Воронеж. 19.01.2018. ABIREG.RU – Эксклюзив – «В аэропорту два летчика во время нелетной погоды. Первый готовится к вылету и, несмотря ни на что, грузит багаж, запускает всех пассажиров в салон самолета и ждет взлетную полосу, будет окно – взлетаем. Второй говорит, ну, раз нелетная погода, я пойду лучше в гостинице посплю, пассажиры пусть по ресторанам погуляют. Когда дадут команду на взлет – загрузимся, сядем и полетим. Потом появляется небольшое окно нормальной погоды, первый сразу взлетел, второй только начал грузиться – и вылет снова отменили», – эта байка, повторяемая чуть ли не на каждом совещании «ЭкоНивы» ее основным акционером и президентом Штефаном Дюрром, претендует на роль бизнес-идеологии крупнейшего в России производителя сырого молока. Корреспондент «Абирега» пообщался со вторым человеком «ЭкоНивы», коммерческим директором Сергеем Ляшко, и узнал, почему у них молочные реки без берегов и почем должен быть фунт сыра.
– Сергей Михайлович, давайте начнем с самого начала: где родились, учились, как попали в «ЭкоНиву»?

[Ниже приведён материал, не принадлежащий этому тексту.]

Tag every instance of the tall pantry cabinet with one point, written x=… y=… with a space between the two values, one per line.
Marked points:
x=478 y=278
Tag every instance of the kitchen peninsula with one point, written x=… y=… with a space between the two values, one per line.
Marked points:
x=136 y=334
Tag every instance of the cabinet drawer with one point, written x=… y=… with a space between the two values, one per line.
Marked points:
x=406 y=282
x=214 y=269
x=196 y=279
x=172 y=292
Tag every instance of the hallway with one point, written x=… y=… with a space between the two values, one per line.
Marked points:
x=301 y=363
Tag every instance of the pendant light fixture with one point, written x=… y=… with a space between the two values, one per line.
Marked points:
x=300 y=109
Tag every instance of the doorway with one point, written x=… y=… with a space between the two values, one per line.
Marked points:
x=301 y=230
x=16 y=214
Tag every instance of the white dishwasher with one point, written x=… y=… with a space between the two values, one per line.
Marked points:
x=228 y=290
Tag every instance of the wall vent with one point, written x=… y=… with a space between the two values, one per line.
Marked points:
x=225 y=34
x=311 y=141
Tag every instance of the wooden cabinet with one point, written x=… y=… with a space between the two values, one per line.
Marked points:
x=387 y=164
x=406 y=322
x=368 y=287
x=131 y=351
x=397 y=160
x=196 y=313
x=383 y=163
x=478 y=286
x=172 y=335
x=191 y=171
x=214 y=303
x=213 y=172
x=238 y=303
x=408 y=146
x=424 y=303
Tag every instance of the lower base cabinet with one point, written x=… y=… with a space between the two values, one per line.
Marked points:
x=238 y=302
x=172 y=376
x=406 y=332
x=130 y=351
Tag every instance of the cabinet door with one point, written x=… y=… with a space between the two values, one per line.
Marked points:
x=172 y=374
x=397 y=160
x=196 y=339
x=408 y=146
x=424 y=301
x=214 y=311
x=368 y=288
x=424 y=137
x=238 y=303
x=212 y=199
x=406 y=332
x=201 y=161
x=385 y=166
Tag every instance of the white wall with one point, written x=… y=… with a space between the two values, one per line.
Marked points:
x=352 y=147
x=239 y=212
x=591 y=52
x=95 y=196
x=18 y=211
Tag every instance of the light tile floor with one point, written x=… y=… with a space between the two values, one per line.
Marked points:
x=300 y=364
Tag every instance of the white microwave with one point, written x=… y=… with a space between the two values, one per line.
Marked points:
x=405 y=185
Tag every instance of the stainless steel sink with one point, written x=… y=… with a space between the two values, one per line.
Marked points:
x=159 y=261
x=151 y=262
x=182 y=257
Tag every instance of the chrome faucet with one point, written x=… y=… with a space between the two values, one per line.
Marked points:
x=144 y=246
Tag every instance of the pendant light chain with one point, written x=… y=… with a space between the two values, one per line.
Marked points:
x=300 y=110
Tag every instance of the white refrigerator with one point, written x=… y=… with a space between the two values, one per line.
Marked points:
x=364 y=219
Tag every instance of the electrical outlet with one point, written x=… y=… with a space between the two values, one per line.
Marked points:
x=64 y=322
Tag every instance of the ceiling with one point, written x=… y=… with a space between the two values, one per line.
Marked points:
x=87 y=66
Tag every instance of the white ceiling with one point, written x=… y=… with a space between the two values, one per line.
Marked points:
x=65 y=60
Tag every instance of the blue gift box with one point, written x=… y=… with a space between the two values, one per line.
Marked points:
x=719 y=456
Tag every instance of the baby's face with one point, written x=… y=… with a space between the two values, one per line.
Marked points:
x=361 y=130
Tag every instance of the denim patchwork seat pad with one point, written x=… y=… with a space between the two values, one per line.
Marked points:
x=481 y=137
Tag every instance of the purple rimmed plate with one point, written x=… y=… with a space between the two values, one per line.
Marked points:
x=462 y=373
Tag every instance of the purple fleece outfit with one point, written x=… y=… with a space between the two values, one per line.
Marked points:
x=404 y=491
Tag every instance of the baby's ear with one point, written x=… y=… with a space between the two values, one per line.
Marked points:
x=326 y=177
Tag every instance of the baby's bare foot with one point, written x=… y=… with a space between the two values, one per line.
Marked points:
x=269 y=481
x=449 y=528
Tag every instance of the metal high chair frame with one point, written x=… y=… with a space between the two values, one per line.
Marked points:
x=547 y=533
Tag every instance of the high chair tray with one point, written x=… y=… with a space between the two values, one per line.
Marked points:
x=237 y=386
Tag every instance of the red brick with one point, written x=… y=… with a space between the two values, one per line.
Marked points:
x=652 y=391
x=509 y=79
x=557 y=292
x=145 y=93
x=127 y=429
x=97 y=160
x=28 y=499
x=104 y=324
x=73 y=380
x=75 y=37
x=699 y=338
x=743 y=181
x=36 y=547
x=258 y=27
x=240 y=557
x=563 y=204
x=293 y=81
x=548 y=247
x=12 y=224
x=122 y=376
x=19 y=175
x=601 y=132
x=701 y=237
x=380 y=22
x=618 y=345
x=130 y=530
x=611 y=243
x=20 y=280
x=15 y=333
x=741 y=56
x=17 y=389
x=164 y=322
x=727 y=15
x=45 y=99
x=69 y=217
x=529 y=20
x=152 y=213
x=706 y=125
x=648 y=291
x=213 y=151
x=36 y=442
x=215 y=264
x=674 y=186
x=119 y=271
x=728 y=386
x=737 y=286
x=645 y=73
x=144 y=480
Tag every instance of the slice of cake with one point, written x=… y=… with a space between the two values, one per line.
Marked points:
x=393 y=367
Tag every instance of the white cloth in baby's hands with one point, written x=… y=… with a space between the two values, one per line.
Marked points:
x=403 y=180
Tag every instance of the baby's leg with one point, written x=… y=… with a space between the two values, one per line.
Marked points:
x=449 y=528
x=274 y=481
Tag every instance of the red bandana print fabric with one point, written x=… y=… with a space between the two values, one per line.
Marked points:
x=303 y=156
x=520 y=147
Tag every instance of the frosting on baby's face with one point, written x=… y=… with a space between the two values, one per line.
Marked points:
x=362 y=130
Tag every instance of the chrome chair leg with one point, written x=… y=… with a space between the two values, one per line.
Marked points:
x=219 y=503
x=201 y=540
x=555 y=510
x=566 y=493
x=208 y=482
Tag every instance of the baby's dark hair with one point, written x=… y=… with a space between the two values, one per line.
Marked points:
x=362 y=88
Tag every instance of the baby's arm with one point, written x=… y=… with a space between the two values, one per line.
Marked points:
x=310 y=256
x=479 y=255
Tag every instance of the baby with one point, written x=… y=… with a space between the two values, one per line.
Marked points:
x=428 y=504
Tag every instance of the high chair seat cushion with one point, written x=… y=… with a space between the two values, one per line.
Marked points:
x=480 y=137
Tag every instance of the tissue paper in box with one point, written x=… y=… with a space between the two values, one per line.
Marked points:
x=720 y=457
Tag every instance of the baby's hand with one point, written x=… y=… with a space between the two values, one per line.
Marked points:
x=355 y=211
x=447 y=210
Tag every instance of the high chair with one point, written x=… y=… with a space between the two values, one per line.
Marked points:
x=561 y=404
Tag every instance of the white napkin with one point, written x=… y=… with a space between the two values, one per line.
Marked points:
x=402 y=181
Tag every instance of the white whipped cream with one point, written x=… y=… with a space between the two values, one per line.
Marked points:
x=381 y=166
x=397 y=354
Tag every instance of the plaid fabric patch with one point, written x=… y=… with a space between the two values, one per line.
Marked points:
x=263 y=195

– Я абсолютно сельский человек, вырос в селе, если что, трактор водить умею, диплом машиниста-тракториста третьего класса есть. Родился в белгородской Алексеевке, потом родители переехали в Лискинский район, в село Петровское, там и живут до сих пор. Сейчас у меня двое детей. В 2003 году я окончил СХИ, экономический факультет. Отслужил год в армии. После армии женился, переехал в Лиски. Первое место работы – Сбербанк, здесь, в Лисках, в кредитном подразделении по кредитованию юридических лиц, начинал кредитным инспектором, двигался поступательно по карьерной лестнице пять лет, пока не уперся в потолок для самого себя. Здесь же познакомился сначала с исполнительным директором компании «ЭкоНиваАгро» Александром Рыбенко, а затем и со Штефаном Дюрром, который часто принимал участие в обсуждении вопросов по работе с банком. Работа с «ЭкоНивой» входила в мои обязанности как инспектора в Сбербанке. В «ЭкоНиву» я сам попросился, к Александру Николаевичу обратился. С 2009 года я здесь, десятый год пошел.
– До коммерческого директора всего холдинга тоже поступательно двигались?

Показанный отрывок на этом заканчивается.